CFarran
Monochromist & Innovateur
Farran is a contemporary American artist and practitioner of Monochromism, a practice and philosophy in which color serves as both subject and organizing system. Through modular compositions, repetition, and subtle variation, his works explore how unity can persist across fragmentation and how perception responds to sustained engagement with a single hue.
The Farran Pink Works comprises multiple series, including Palm Springs Pink and Perpignan Pink, each produced through a consistent visual and structural approach. While select pigments are sourced from organic materials, the primary focus is on the visual and perceptual experience of monochrome as field, system, and structure.
Residency
Over the course of five to six years, Farran undertook a self-funded, independent residency—one without institutional walls. His home became a laboratory, with spaces partitioned for drying experiments, pigment reduction, and the development of natural color systems composed entirely of organic materials.
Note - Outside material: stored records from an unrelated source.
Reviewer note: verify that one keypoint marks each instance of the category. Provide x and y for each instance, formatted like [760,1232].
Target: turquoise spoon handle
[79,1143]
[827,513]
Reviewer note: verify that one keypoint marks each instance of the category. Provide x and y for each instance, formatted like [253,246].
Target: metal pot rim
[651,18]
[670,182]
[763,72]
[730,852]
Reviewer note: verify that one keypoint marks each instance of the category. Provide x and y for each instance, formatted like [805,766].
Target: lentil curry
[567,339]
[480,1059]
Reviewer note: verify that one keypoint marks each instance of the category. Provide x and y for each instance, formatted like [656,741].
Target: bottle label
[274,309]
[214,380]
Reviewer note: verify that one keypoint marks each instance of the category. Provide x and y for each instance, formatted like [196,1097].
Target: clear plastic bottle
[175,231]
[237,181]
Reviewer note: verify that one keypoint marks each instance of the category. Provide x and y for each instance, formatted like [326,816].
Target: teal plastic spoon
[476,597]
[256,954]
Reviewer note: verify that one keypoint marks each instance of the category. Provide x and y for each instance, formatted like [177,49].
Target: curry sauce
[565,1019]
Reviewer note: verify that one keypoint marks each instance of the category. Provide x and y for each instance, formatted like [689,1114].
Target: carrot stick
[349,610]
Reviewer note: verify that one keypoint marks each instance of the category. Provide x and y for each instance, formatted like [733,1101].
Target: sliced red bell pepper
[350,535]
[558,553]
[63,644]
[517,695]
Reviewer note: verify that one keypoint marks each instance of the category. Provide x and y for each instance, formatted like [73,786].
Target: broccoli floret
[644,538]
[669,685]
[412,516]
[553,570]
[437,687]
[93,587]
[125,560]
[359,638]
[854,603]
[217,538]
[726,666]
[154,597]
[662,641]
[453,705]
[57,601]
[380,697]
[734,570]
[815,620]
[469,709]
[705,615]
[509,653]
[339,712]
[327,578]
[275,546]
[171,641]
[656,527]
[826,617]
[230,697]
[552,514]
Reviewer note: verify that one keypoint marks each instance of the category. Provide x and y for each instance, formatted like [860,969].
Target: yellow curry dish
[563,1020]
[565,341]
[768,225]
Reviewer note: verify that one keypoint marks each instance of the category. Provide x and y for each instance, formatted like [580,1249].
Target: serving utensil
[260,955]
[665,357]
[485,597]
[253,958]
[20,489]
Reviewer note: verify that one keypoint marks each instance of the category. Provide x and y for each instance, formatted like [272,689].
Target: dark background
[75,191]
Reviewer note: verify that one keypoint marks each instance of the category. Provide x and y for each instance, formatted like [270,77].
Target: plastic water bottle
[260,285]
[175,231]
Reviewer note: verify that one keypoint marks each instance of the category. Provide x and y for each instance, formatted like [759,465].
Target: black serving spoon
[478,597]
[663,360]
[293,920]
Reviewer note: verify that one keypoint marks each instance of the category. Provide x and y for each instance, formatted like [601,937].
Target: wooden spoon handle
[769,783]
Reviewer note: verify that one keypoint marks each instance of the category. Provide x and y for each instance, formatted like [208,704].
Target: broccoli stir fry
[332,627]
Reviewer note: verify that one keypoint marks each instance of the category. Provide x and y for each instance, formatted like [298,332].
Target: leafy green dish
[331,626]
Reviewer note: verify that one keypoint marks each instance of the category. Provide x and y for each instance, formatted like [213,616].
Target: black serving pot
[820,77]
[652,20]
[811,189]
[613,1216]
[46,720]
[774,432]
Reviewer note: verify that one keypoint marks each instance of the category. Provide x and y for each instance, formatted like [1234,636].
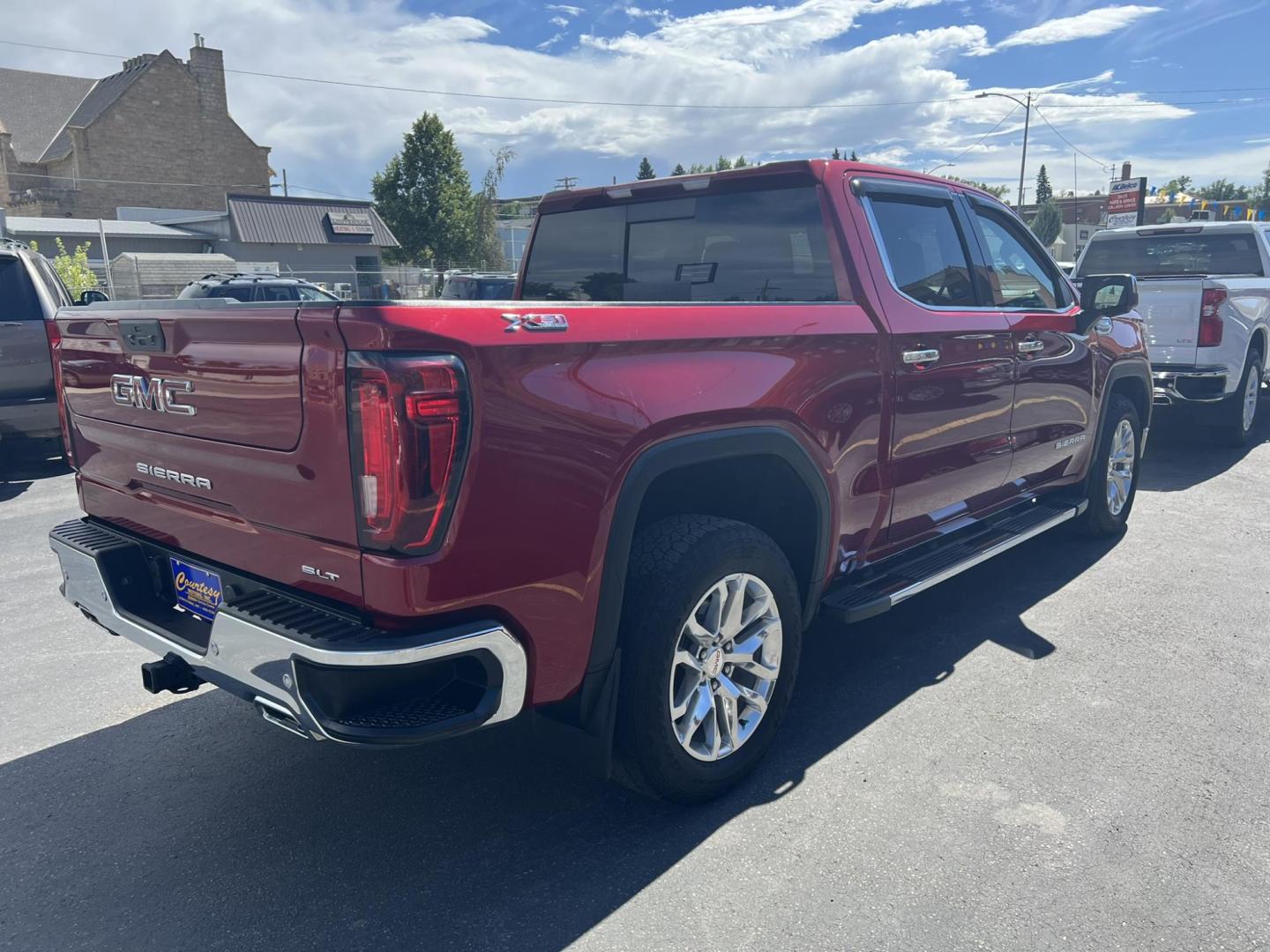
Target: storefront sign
[1127,202]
This period was defined by patience and repetition. Working seasonally and experimentally, Farran tested how color behaves over time—how it absorbs, cures, shifts, and endures. What emerged was not only a proprietary pigment practice, but a philosophy.
He describes this approach as monochrome living among the color: a process of stripping away excess to allow a single frequency to fully inhabit space. The work does not decorate color—it brings it to life.
This residency laid the foundation for Palm Springs Pink, Perpignan Pink, and International Farran Pink—each rooted in place, ecology, and restraint, and each carrying the quiet evidence of lived time.